1970s - A short part of a 16mm sample reel

Using hi-contrast images shot in the Studio at Athos House

6 min 29 sec

click image on left to play footage
Some historical background notes on this piece

When I started my first proper job at ICEM in Richmond in 1968-69 I was tasked with making a pilot piece for a potential series based on a black and white comic strip that at that time was running in a national newspaper - Jeff Hawke.

With the cooperation of the cameraman, Mick Sutton, we experimented with doing multi-exposure opticals by shooting travelling mattes on hi-contrast 16mm film, getting those processed, then lacing them into the rostrum as a double layer companion to the new raw stock.
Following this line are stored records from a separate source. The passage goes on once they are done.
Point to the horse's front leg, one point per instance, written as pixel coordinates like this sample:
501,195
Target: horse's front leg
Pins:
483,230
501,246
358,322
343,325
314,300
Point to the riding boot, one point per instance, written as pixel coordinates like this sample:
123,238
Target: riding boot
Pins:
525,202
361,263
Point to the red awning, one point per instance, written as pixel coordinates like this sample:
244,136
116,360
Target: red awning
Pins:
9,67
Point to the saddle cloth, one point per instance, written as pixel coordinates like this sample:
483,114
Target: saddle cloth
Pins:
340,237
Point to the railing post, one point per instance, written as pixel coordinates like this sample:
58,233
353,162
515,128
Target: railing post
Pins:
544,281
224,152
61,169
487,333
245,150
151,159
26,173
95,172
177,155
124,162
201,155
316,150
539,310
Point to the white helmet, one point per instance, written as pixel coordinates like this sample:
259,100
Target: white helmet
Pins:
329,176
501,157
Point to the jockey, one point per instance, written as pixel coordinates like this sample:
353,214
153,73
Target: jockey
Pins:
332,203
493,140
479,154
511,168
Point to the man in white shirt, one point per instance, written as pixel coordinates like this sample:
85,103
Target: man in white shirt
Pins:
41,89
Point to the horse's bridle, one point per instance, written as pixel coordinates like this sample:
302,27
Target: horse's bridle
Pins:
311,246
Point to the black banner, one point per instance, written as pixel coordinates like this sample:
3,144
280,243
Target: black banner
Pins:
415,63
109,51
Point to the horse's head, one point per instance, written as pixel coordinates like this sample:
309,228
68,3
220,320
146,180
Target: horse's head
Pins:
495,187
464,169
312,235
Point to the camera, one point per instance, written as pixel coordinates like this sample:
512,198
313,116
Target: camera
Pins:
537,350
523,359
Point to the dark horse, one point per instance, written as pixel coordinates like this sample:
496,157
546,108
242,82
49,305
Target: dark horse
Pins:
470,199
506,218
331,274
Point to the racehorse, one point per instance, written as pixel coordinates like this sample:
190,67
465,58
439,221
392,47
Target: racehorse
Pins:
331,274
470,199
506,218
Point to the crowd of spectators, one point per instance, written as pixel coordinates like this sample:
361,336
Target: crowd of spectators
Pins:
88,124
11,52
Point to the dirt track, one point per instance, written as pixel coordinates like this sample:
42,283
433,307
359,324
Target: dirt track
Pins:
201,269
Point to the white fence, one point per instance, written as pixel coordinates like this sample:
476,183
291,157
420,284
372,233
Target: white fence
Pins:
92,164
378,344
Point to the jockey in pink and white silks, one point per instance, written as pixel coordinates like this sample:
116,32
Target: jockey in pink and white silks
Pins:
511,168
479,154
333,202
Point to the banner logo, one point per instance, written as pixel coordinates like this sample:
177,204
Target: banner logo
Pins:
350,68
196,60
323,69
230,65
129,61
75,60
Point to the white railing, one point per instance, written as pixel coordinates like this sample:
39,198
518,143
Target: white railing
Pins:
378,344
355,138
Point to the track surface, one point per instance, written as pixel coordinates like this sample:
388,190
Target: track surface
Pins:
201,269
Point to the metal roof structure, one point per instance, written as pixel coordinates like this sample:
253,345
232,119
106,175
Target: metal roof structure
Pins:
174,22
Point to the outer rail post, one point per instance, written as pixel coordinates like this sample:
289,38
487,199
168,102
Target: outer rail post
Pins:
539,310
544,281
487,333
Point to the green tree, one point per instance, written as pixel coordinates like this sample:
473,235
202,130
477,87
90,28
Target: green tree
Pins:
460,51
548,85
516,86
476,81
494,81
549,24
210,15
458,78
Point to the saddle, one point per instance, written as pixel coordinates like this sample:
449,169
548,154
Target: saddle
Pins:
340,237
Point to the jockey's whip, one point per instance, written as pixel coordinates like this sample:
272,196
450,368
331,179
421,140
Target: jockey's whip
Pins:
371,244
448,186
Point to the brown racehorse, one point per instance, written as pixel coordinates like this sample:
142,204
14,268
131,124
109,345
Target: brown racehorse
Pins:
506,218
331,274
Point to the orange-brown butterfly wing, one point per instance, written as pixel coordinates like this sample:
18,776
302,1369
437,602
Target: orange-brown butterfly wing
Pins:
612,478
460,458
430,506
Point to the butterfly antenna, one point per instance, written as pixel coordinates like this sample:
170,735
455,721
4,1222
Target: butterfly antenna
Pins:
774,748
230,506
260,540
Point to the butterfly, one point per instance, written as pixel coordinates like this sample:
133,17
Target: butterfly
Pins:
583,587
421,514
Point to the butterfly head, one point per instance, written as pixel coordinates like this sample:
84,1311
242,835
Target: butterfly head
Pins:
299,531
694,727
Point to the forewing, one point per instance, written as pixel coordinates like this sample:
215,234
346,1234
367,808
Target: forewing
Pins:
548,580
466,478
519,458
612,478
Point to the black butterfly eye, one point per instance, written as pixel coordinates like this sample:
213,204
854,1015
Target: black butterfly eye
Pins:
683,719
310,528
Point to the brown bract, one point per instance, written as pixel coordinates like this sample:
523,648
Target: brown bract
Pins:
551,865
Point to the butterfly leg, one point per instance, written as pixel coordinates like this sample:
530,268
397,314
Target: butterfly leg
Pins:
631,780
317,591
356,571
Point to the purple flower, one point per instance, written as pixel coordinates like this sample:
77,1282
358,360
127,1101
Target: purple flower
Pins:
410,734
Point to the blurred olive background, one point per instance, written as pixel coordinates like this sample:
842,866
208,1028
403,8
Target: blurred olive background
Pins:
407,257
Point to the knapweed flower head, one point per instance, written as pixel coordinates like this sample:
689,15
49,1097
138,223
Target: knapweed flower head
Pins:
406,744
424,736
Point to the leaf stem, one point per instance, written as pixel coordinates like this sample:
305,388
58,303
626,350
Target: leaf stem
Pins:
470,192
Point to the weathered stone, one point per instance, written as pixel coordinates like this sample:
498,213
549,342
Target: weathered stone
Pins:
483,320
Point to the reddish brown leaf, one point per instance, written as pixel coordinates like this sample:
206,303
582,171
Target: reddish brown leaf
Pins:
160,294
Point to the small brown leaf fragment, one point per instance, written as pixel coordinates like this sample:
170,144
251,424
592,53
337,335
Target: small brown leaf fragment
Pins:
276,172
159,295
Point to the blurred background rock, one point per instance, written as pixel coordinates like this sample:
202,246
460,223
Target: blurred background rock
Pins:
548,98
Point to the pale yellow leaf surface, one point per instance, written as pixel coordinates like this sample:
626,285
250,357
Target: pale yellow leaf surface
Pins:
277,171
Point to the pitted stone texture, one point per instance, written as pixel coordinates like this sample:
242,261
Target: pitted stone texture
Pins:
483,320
Of course this didn't always work properly and was sometimes a couple of frames adrift, but it was an interesting early experiment that I included in the later assembly for the sample reel in the early 1970s.

The sample assembly was hacked together from 16mm rushes and accompanied by a separate 16mm magnetic audio track. We put together a front and back end and some links using stills we shot ourselves in the studio. It was run for potential clients on a Steenbeck and often in fast forward so that they could get a speedy flavour of the kind of stuff that was going through and ask to run at normal speed if something useful to them caught their eye.

After a while we began to be asked to "drop something in" so we had the 16mm split reels telecined to VHS and made several copies. This piece was digitised from one of those VHS copies so the quality is pretty poor. Every now and then the audio wows which is a result of the unreliable nature of the various bits of kit. But it is an historical glimpse ... and only a flavour - the full reel is FAR too long ! At some time in the future I may add a few clips of individual productions as an archive of the sort of work we were doing during the 1970s.